Between albums, Canadian progressive rock group Rush hit the States in the Fall of 2010 with the highly acclaimed Time Machine Tour. Opening with one of their most popular hits, “The Spirit of Radio,” the band performed material encompassing their nearly 40-year career. One of the unique features of a Rush show in today’s modern concert world is the absence of any opening act. When Rush take the stage, they perform for nearly three hours, with a 20-minute intermission. Perhaps the biggest highlight of the Time Machine Tour was the performance of the 1981 album Moving Pictures in its entirety at the beginning of the second set. Afterward, front man Geddy Lee announced production of their upcoming release Clockwork Angels, and the band performed a track or two from the new album.
2010 marked the beginning of my career in concert photography. As is the case with most concert photographers, I started shooting local shows and smaller regional and national acts at the mid-sized venues in town. I was fortunate enough to be in the right place at the right time to land a freelance gig with a local music blog, Atlanta Music Guide. I had the opportunity to shoot some favorite bands that Spring and Summer, and when the Rush tour was announced, I knew I had to put in a request to cover it. This show was by far the most exciting for me that year, and still remains one of my favorite shoots to date.

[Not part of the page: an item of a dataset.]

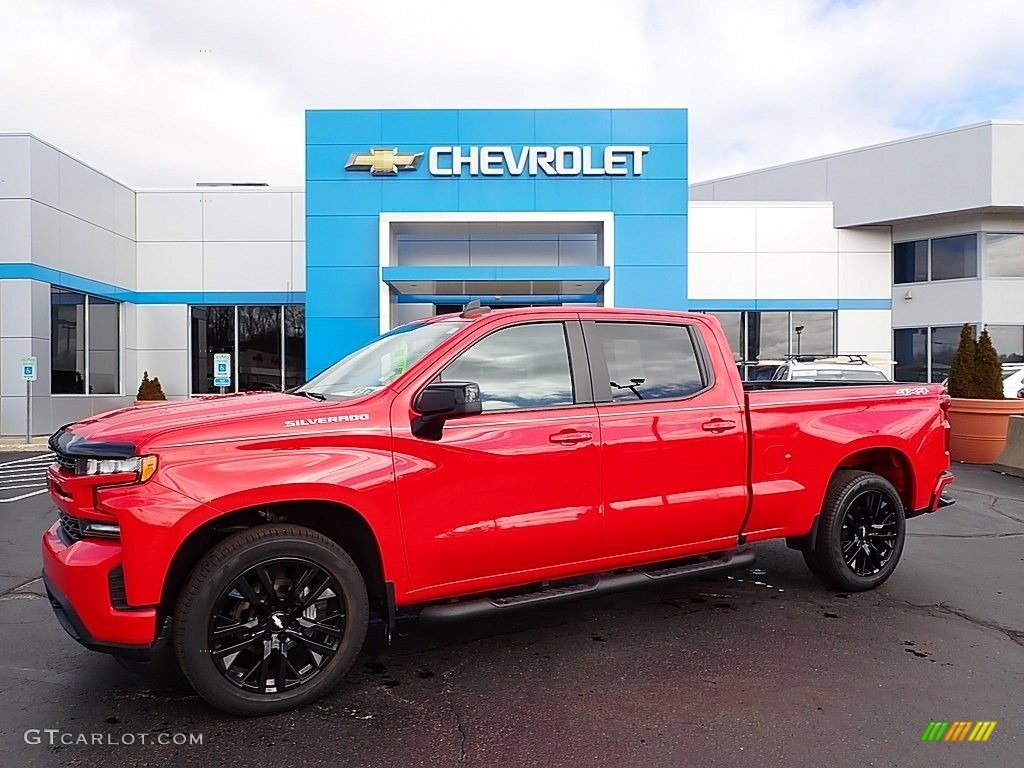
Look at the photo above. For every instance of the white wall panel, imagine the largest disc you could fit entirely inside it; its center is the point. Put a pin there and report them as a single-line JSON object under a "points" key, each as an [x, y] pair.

A Nikon D80 and a 50mm lens were standard kit for me back then. This was my first time shooting at Verizon Wirelss Amphitheater, and I really had no idea what to expect. Photographers were limited to the right half of the stage due to some video equipment that was at the center of the pit. As a result, there are no closeup shots of guitarist Alex Lifeson. Neil Peart was barely visible at all from where I was standing and unfortunately I was unable to grab even a single shot with him in it. Fortunately lighting was superb, and the set was shot at ISO 640.